De vergeten zorgprofessional
Op het eerste gezicht lijkt het geen enorme stap om als zorgverlener aan de slag te gaan met persoonsgerichte zorg. Je stelt immers altijd al het belang van je patiënt voorop en doet je uiterste best om te achterhalen welk probleem – fysiek, geestelijk of sociaal – moet worden opgelost. En daarin zit hem nu net de crux: je lost de problemen niet meer op vóór je patiënt, je reikt hem of haar de middelen aan om zelf tot een oplossing te komen. En misschien wil je patiënt helemaal niet aan de slag met het probleem dat in jouw professionele opinie het eerst moet worden aangepakt. Of niet op de manier die jij – met argumenten – de beste vindt.

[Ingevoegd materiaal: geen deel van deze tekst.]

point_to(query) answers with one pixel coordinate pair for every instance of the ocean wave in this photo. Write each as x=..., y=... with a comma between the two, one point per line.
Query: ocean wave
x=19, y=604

De patiënt krijgt een andere, actievere rol. Als professional moet je mee in die verandering. Dat vraagt om een andere kijk op zorg en een andere manier van werken. Dat wordt wel eens vergeten. Regelmatig zit ik met zorggroepbestuurders om tafel die namens alle aangesloten praktijken besluiten dat er ‘persoonsgericht gewerkt’ moet gaan worden. Mijn eerste vraag is dan hoe de professionals daarin staan. Want de basis voor persoonsgerichte zorg is een oordeelvrije, wederkerige relatie tussen patiënt en behandelaar.
Wil je persoonsgerichte zorg goed implementeren, begin dan bij de professionals zelf. Coach hen door de verandering heen. Pas als zij zich bewust zijn van hun eigen rol in de relatie met de patiënt, kunnen ze de rol van coachende zorgprofessional goed vervullen. Zorgverleners zijn mensen met weerstanden, sterke en minder sterke kanten. Net als hun patiënten. En dat mag! Als je je daar maar bewust van bent. Herken je de weerstanden en gedragingen bij jezelf en bij de patiënt, dan vind je vanzelf een opening voor het voeren van ‘het andere gesprek’.
Ik daag professionals in mijn trainingen uit om te onderzoeken welke verwachtingen en wensen zij zelf als consument hebben. Negen van de tien keer willen mensen dat gezien en begrepen worden, zodat ze maatwerk krijgen. Of het nu gaat om een hypotheek, een mooie reis of zorg. Het begint dus bij het maken van de verbinding, van mens tot mens. En dat kun je leren. Het is geen ‘rocket science’, wat je nodig hebt is de wil, tijd én een beetje hulp.